Sources say that the US has made a prisoner swap offer to Russia for Brittney Griner

Sources say that the US has made a prisoner swap offer to Russia for Brittney Griner
U.S. basketball player Brittney Griner, who was detained at Moscow’s Sheremetyevo airport and later charged with illegal possession of cannabis, is escorted before a court hearing in Khimki outside Moscow, Russia July 27, 2022. REUTERS/Evgenia Novozhenina/Pool

Back at the start of the Russian invasion of Ukraine, Brittney Griner, a professional basketball player who had been playing in Russia, was arrested at a Moscow airport on drug charges that the US considers wrongful. So far, Griner has been going through the Russian legal system, where she says she was made to sign papers that no one explained and that she was forced to use her phone to translate since she didn’t have a lawyer.

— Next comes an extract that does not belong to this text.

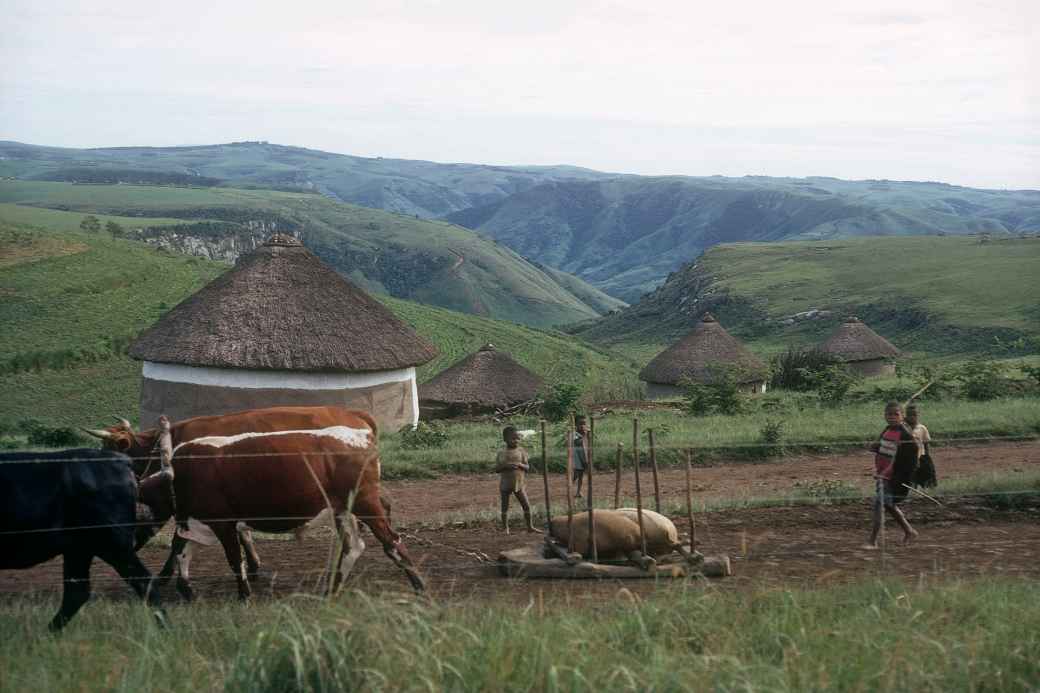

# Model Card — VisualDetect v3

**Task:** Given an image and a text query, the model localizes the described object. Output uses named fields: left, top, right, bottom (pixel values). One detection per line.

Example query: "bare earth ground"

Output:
left=2, top=442, right=1038, bottom=606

Now, there are reports that the Biden administration has made an offer of a prisoner swap to bring home Griner, along with Paul Whelan, an American who was arrested and convicted of being a spy. On Wednesday, Secretary of State Antony Blinken confirmed that the US had made “a substantial offer," though he declined to go into specifics. Sources familiar with the deal have told CNN that, in exchange, the US will be turning over Viktor Bout, a Russian arms trafficker dubbed “the merchant of death" who was arrested for selling arms to a Colombian rebel group. Bout is currently serving a 25-year sentence.

There isn’t any word yet on whether Russia is approving of the deal, and no one is really disclosing explicit details yet.

Key comments:

“My hope would be that in speaking to Foreign Minister Lavrov, I can advance the efforts to bring them home," US Secretary of State Antony Blinken told reporters, referring to a meeting he has with Russian Foreign Minister Sergey Lavrov this week. “There is in my mind utility in conveying clear, direct messages to the Russians on key priorities for us. And as I mentioned, these include securing the return home of Brittney Griner and Paul Whelan."

“I still don’t understand to this day how [the vape cartridges] ended up in my bags," Griner said. “With them being accidentally in my bags, I take responsibility, but I did not intend to smuggle or plan to smuggle anything into Russia."

“We start all negotiations to bring home Americans held hostage or wrongfully detained with a bad actor on the other side. We start all of these with somebody who has taken a human being American and treated them as a bargaining chip," a US official told CNN. “So in some ways, it’s not surprising, even if it’s disheartening, when those same actors don’t necessarily respond directly to our offers, don’t engage constructively in negotiations."